The confidential document dated this year detailed how by monitoring posts, comments and interactions on the site, Facebook can figure out when people as young as 14 feel “defeated”, “overwhelmed”, “stressed”, “anxious”, “nervous”, “stupid”, “silly”, “useless”, and a “failure”.

Such information gathered through a system dubbed sentiment analysis could be used by advertisers to target young Facebook users when they are potentially more vulnerable.

Facebook has issued an apology but also responded to The Australian with this comment:

“The data on which this research is based was aggregated and presented consistent with applicable privacy and legal protections, including the removal of any personally identifiable information,” 

The legality of this is still up in the air. Facebook does warn you in their data policy that they may use information like this.

In 2012 they were caught trying to manipulate the emotional of people who use facebook.

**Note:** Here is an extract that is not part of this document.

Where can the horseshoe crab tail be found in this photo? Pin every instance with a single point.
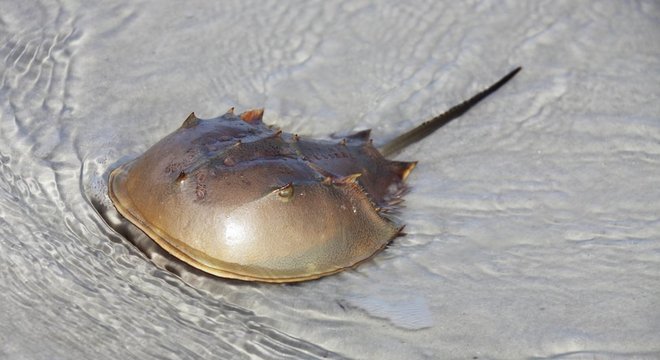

For one week in 2012, Facebook ran an experiment on some of its users in which it altered the algorithms it used determine which status updates appeared in the news feed of nearly 700,000 randomly selected users based on the post’s emotional content.

Posts were determined to be either negative or positive and Facebook wanted to see if it could make the selected group sad by showing them more negative posts in their feed. It deemed it could.

The results were published in a scientific journal but Facebook was criticized by those concerned about the potential of the company to engage in social engineering for commercial benefit.

Facebook is clearly in the business of profiting off their users. They are aligning with the establishment to censor news and use the data they acquire from you to profit off it.

This should be another example of why we need to be careful with what we put online and that we don’t become overly attached to social media. People who get addicted or become too emotionally involved in social media are risking being exploited by CEO’s that care little about their users and their privacy.